The Levantine city of Smyrna (today called Izmir) in 1914 was a vibrant commercial metropolis of 500,000 on Turkey’s western coast. These coastal areas had formed part of ancient Greece, writes veteran historian Milton (White Gold: The Extraordinary Story of Thomas Pellow and Islam’s One Million White Slaves, 2005, etc.), and even after the 11th-century Ottoman conquest Greeks remained the dominant minority. They constituted two-thirds of Smyrna’s prosperous polyglot community of Christian Greeks, Armenians and Europeans mixing freely with Jews and Turks under a benign Ottoman governor. This apparent harmony deteriorated after Turkey entered World War I on Germany’s side. Smyrna’s Christians mostly supported the Entente Powers, but the governor ignored orders from his superiors to persecute Greeks and massacre Armenians. At the war’s close, the Treaty of Versailles gave Smyrna to Greece. Arriving in 1919 to an enthusiastic reception from their countrymen, Greek troops proceeded to loot the Turkish quarter, killing hundreds and enraging Turkish nationalists.

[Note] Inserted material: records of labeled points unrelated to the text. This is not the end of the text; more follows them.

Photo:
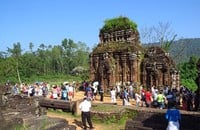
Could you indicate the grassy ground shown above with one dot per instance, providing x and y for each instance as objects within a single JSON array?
[{"x": 76, "y": 120}]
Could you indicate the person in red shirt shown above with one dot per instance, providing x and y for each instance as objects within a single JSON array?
[{"x": 148, "y": 98}]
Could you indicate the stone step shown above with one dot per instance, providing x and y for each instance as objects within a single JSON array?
[{"x": 143, "y": 126}]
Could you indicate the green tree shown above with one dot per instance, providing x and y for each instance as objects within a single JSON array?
[
  {"x": 189, "y": 73},
  {"x": 118, "y": 23}
]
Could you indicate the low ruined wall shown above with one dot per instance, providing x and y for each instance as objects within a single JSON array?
[{"x": 154, "y": 119}]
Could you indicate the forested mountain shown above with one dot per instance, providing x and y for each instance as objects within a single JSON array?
[{"x": 181, "y": 50}]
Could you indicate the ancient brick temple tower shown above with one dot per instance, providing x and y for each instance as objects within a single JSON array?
[
  {"x": 120, "y": 58},
  {"x": 116, "y": 59},
  {"x": 158, "y": 69}
]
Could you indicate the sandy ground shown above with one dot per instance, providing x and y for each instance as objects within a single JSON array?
[{"x": 77, "y": 122}]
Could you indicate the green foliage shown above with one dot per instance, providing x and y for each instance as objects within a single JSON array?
[
  {"x": 118, "y": 23},
  {"x": 189, "y": 73},
  {"x": 44, "y": 63},
  {"x": 190, "y": 84}
]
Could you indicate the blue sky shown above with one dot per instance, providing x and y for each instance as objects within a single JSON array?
[{"x": 50, "y": 21}]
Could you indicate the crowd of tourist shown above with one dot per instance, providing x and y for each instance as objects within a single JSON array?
[{"x": 156, "y": 97}]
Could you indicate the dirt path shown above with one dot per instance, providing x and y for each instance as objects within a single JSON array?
[{"x": 77, "y": 121}]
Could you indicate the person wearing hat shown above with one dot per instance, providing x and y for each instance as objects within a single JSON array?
[
  {"x": 173, "y": 116},
  {"x": 85, "y": 106}
]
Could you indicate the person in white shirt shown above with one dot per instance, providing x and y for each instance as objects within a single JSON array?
[
  {"x": 113, "y": 95},
  {"x": 85, "y": 106}
]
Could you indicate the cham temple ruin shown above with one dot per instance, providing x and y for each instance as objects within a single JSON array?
[{"x": 120, "y": 58}]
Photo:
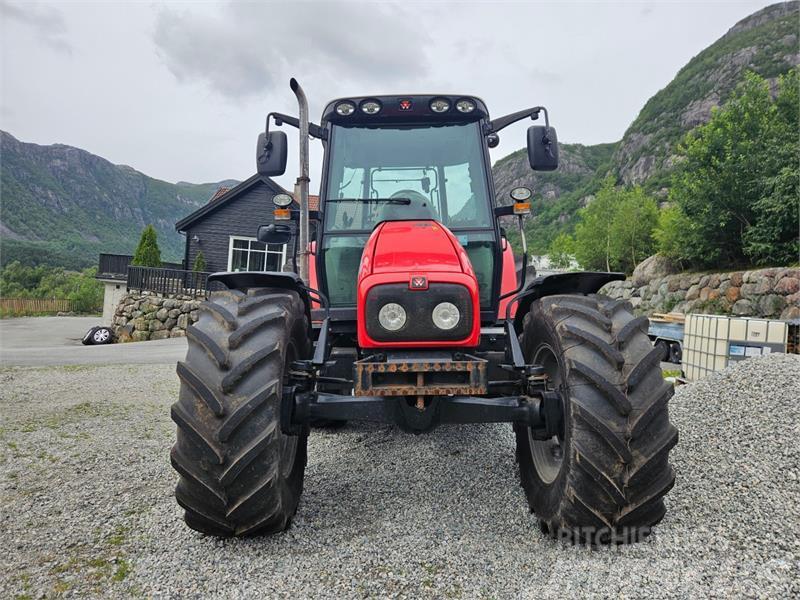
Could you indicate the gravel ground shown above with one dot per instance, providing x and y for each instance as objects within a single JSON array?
[{"x": 87, "y": 506}]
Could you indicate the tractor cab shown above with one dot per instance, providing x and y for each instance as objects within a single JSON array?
[{"x": 414, "y": 158}]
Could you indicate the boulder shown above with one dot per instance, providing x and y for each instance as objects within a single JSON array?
[
  {"x": 124, "y": 333},
  {"x": 651, "y": 268},
  {"x": 764, "y": 285},
  {"x": 771, "y": 305},
  {"x": 748, "y": 289},
  {"x": 743, "y": 308},
  {"x": 790, "y": 312},
  {"x": 140, "y": 336},
  {"x": 788, "y": 285}
]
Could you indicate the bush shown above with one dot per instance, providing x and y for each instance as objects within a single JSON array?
[
  {"x": 147, "y": 252},
  {"x": 199, "y": 262}
]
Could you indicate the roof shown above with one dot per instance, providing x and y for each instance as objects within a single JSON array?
[
  {"x": 222, "y": 198},
  {"x": 219, "y": 193}
]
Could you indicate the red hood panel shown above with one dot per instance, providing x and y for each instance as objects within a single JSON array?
[{"x": 423, "y": 246}]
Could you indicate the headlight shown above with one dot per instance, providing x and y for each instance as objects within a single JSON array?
[
  {"x": 465, "y": 106},
  {"x": 345, "y": 109},
  {"x": 446, "y": 315},
  {"x": 371, "y": 107},
  {"x": 392, "y": 316},
  {"x": 440, "y": 105}
]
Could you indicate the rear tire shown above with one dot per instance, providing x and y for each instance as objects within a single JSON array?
[
  {"x": 239, "y": 473},
  {"x": 604, "y": 478},
  {"x": 675, "y": 353}
]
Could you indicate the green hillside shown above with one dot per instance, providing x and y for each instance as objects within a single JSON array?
[{"x": 62, "y": 206}]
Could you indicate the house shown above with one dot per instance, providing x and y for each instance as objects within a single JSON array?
[{"x": 224, "y": 230}]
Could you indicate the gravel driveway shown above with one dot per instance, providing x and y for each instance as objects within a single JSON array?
[{"x": 87, "y": 506}]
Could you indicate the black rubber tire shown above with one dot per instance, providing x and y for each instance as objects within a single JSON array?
[
  {"x": 664, "y": 348},
  {"x": 610, "y": 482},
  {"x": 675, "y": 353},
  {"x": 239, "y": 473}
]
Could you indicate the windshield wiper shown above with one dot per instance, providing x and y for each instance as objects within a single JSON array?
[{"x": 404, "y": 201}]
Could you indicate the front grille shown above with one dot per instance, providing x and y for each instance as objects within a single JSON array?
[{"x": 419, "y": 305}]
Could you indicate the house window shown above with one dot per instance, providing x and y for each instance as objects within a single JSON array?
[{"x": 248, "y": 254}]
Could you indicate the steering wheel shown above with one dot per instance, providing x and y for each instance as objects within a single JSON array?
[{"x": 417, "y": 208}]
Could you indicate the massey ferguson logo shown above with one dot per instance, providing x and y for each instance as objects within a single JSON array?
[{"x": 418, "y": 283}]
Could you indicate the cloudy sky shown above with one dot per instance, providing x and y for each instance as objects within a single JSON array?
[{"x": 180, "y": 90}]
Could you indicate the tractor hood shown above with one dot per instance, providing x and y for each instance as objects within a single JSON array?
[{"x": 417, "y": 246}]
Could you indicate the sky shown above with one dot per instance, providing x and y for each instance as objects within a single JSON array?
[{"x": 180, "y": 90}]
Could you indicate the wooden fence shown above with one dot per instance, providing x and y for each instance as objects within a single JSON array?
[
  {"x": 170, "y": 281},
  {"x": 34, "y": 305}
]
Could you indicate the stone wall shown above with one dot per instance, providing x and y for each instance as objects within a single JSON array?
[
  {"x": 771, "y": 293},
  {"x": 144, "y": 316}
]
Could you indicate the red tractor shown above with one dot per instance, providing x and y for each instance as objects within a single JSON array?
[{"x": 405, "y": 308}]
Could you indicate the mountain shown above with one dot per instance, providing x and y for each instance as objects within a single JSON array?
[
  {"x": 766, "y": 42},
  {"x": 62, "y": 205}
]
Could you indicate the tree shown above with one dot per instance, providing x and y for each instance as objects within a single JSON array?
[
  {"x": 635, "y": 218},
  {"x": 615, "y": 231},
  {"x": 147, "y": 252},
  {"x": 562, "y": 251},
  {"x": 737, "y": 179},
  {"x": 592, "y": 233},
  {"x": 199, "y": 262}
]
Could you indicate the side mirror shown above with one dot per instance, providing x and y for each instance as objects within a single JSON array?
[
  {"x": 274, "y": 234},
  {"x": 271, "y": 153},
  {"x": 542, "y": 148}
]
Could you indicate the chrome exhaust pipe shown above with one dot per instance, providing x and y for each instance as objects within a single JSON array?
[{"x": 301, "y": 185}]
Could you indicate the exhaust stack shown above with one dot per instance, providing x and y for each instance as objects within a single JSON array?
[{"x": 301, "y": 185}]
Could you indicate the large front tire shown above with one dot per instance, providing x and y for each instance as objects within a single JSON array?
[
  {"x": 603, "y": 479},
  {"x": 239, "y": 473}
]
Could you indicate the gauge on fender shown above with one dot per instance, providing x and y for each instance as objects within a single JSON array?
[
  {"x": 521, "y": 194},
  {"x": 282, "y": 200}
]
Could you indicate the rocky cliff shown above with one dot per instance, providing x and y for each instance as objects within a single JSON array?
[{"x": 766, "y": 42}]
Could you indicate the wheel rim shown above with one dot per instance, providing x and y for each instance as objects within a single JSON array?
[
  {"x": 289, "y": 442},
  {"x": 548, "y": 455}
]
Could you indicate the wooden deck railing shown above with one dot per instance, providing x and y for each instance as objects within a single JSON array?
[
  {"x": 170, "y": 281},
  {"x": 34, "y": 306}
]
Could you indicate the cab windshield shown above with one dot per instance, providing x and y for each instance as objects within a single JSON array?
[{"x": 406, "y": 172}]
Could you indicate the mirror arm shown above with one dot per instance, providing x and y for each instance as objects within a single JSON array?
[
  {"x": 313, "y": 130},
  {"x": 502, "y": 122}
]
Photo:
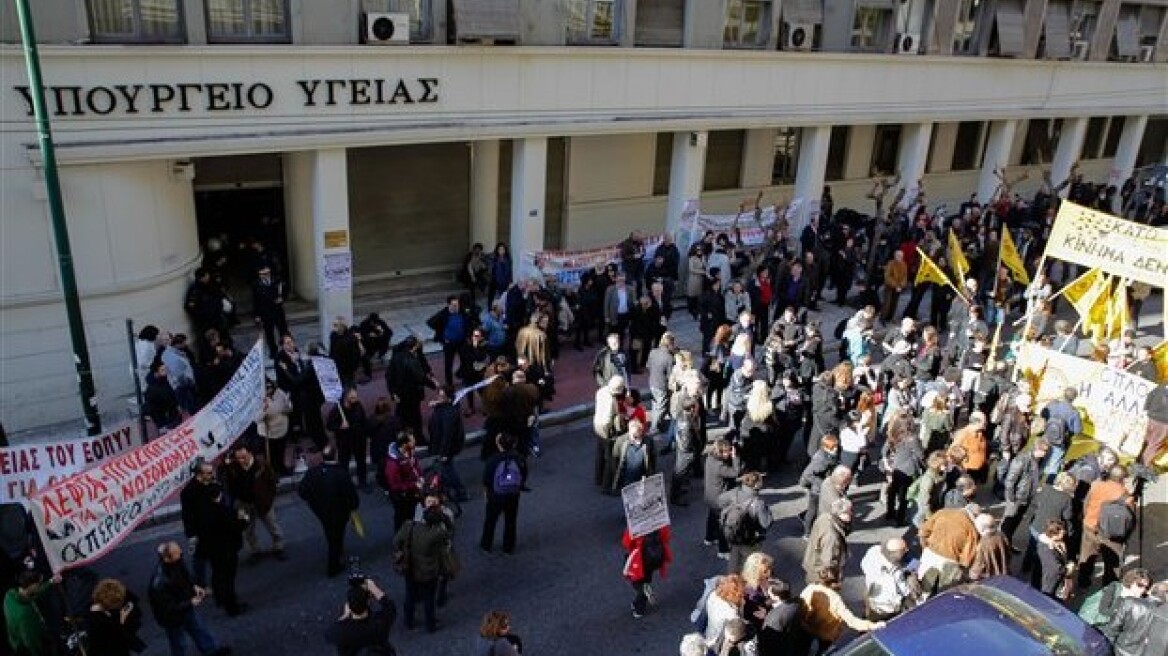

Then Greek forces advanced deep into Turkey during a bloody three-year war. Finally overreaching themselves, they were crushed by armies under the charismatic Mustafa Kemal Atatürk. Pursuing the fleeing Greeks, Atatürk’s forces reached Smyrna in September 1922 and engaged in an orgy of murder, rape and looting. They burned the city, leaving more than 100,000 dead, and eventually expelled more than one million Greeks from Turkey. A surprising number of survivors kept diaries, and Milton managed to interview a few still living. While his sources’ fixation on their misfortunes is understandable, many readers will prefer to skim the lengthy account of Turkish atrocities.
Teaches a lesson that needs repeating: Genocide is never the work of a few perverted individuals but springs from common patriotism accompanied by intense hatred of national enemies.